I have decided to scrap my Samsung Q1 XP CarPC setup for a more factory navigation like installation.

Equipment:
-Mac Mini 1.66ghz w/10.6
-500GB USB2.0 Hard Drive for Media Storage
-Carnetix CNX-P1900 v2.2 Power Supply
-Music Fidelity V-Link A-SYNC Soundcard
-Lilliput 669GL-70NP/C/T-HB-RV High Brightness Screen
-JoyCon Steering Wheel Control Interface
-Logitech diNovo Mini Wireless Bluetooth Keyboard
-Avantree Cara: Bluetooth 4.0 Music Receiver with APT-X and Hands-Free Carkit
-miniDSP 4x10HD Processor


Main goal is for a factory look w/factory interfacing to the CarPC. It will be the primary source unit w/Bluetooth devices being secondary. I plan to use the mini's CD/DVD drive through the factory slot in the Ford Fusion Bezel. I also plan to re-purpose the orphaned stock button panel in the bezel through the joycon interface's extra channels for more physical button interaction and volume control. 

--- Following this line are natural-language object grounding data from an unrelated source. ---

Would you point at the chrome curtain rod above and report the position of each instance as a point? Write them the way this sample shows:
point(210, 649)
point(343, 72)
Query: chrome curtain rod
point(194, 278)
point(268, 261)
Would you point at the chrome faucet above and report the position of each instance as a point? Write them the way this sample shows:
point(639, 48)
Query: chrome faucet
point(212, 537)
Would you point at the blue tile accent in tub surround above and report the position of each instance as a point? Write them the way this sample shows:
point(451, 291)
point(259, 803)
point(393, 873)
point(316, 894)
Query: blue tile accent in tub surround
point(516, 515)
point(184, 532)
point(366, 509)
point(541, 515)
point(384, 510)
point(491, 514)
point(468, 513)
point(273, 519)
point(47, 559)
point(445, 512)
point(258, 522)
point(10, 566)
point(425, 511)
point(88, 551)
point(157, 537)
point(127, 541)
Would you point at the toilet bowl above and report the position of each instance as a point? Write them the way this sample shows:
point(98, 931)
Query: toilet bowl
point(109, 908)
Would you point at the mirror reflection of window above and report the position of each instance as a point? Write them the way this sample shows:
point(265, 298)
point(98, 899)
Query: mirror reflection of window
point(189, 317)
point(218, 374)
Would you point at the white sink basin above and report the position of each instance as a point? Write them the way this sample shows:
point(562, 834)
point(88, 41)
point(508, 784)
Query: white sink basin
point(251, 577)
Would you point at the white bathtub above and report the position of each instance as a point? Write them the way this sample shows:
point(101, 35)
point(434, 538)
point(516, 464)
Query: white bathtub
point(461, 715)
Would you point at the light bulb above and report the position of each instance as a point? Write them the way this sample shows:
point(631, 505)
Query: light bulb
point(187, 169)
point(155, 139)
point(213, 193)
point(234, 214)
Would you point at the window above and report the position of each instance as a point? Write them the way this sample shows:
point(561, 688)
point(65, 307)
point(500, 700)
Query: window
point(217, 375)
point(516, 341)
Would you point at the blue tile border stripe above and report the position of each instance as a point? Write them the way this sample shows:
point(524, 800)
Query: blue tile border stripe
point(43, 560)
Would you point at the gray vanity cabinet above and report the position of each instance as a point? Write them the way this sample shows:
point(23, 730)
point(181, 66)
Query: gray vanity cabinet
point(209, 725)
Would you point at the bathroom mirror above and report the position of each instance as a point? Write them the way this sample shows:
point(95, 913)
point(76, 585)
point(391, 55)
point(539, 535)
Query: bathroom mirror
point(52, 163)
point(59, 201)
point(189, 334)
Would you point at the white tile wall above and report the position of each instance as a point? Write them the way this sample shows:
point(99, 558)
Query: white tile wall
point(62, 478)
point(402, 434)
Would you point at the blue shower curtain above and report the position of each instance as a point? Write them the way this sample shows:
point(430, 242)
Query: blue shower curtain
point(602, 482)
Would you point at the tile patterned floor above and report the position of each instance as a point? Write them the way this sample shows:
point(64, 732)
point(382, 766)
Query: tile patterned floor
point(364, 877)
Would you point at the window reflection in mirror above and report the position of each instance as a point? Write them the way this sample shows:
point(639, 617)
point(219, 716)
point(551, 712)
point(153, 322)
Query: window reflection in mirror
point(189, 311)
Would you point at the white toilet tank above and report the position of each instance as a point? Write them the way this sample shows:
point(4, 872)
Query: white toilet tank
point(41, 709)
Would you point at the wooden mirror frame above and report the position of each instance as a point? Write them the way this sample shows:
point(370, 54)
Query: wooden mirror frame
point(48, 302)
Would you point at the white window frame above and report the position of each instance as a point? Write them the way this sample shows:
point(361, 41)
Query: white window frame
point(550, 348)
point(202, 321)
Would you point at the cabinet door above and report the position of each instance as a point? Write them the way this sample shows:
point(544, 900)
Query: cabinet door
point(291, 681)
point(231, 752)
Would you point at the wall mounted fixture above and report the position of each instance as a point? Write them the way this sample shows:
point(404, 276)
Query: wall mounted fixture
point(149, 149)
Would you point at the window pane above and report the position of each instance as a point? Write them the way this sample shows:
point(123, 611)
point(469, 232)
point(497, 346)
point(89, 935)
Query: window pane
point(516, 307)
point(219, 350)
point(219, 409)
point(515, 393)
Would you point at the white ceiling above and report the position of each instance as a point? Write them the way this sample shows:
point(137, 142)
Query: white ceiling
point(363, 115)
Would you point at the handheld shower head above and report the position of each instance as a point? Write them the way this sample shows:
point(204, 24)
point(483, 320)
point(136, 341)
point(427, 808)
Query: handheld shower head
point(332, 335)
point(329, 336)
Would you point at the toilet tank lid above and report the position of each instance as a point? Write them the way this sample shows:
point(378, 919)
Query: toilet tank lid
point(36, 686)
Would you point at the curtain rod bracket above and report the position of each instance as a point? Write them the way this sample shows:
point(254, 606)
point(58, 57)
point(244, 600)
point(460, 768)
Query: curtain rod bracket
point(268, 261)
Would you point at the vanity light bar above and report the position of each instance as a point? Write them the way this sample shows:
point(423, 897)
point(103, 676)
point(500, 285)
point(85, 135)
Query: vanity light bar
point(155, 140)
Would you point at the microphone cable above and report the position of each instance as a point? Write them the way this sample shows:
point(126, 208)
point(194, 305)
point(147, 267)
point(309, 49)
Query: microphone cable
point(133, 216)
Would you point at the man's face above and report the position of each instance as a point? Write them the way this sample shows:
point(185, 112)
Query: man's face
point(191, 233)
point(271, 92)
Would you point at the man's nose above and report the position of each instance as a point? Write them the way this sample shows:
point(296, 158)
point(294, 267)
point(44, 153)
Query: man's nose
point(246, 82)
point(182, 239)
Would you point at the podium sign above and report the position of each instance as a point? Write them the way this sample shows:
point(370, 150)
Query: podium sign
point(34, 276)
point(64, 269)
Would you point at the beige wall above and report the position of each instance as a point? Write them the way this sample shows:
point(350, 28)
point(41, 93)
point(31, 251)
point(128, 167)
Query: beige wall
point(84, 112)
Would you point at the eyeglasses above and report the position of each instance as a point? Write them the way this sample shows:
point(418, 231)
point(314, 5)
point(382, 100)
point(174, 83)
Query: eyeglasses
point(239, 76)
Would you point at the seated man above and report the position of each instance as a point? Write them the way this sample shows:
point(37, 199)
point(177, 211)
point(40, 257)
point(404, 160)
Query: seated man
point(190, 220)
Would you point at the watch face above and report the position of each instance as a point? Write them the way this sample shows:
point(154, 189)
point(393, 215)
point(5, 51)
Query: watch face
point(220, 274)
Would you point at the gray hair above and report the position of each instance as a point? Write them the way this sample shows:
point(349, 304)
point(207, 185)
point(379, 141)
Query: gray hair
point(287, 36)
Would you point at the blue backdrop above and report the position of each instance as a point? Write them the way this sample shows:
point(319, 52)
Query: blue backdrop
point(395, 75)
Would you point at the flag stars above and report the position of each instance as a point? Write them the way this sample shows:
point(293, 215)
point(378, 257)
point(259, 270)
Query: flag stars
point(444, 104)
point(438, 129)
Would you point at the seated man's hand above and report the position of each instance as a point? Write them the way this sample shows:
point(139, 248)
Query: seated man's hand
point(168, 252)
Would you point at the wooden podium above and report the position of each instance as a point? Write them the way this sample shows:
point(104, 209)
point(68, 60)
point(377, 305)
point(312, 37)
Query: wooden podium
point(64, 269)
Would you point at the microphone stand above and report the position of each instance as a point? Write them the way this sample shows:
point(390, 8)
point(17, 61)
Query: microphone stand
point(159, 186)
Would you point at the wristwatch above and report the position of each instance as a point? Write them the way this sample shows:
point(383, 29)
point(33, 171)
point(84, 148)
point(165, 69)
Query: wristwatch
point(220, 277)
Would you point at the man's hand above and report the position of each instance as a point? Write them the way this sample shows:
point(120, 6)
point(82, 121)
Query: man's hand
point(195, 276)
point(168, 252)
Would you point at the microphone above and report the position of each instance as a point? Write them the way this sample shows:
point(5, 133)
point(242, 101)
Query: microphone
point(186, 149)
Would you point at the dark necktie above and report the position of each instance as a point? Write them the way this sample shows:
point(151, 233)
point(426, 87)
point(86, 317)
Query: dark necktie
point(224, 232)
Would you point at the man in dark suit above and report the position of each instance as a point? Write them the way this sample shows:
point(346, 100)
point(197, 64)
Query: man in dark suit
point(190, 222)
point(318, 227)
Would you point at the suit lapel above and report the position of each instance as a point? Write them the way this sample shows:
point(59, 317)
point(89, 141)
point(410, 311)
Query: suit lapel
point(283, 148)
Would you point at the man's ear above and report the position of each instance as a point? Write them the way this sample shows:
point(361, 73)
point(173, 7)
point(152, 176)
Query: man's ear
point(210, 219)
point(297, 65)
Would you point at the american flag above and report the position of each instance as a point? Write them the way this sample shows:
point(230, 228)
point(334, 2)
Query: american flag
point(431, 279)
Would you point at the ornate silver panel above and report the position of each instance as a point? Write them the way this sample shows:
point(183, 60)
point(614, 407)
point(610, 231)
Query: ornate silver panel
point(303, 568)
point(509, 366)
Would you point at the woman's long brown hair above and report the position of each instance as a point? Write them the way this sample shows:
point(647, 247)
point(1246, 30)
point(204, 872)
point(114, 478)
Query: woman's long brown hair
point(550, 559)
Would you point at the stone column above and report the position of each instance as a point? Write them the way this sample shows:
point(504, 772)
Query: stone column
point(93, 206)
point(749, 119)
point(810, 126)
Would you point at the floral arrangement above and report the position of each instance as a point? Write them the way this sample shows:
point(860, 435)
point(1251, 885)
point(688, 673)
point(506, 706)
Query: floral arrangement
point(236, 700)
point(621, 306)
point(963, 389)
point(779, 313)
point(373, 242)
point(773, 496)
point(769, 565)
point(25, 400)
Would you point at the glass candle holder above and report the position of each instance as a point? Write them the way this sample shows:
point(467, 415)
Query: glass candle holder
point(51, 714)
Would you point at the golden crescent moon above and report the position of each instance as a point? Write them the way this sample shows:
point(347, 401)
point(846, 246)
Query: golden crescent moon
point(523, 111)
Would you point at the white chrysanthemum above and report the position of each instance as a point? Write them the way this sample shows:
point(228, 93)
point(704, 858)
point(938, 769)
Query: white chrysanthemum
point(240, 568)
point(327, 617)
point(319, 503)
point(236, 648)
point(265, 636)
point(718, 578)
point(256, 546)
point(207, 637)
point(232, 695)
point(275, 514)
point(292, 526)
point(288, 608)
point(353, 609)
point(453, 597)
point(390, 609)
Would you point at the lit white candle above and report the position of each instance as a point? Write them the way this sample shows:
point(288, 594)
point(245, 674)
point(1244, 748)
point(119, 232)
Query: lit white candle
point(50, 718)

I plan to use the miniDSP as the DSP for simplicity. I will have the ability to make changes to the tune via the mac mini, or through WiFi/VNC via an android tablet, or laptop.

I will attempt to document this process as I get time to work on it.

Goal to having everything done is 4/21/2013 as there is a local IASCA event I need to be ready for. 

All equipment has been acquired except the diNovo Bluetooth Keyboard. I do have a USB keyboard only I can use from the previous Q1 CarPC.


----------



## BowDown (Sep 24, 2009)

I am still researching GPS receivers and map applications for the mini. Any suggestions?


----------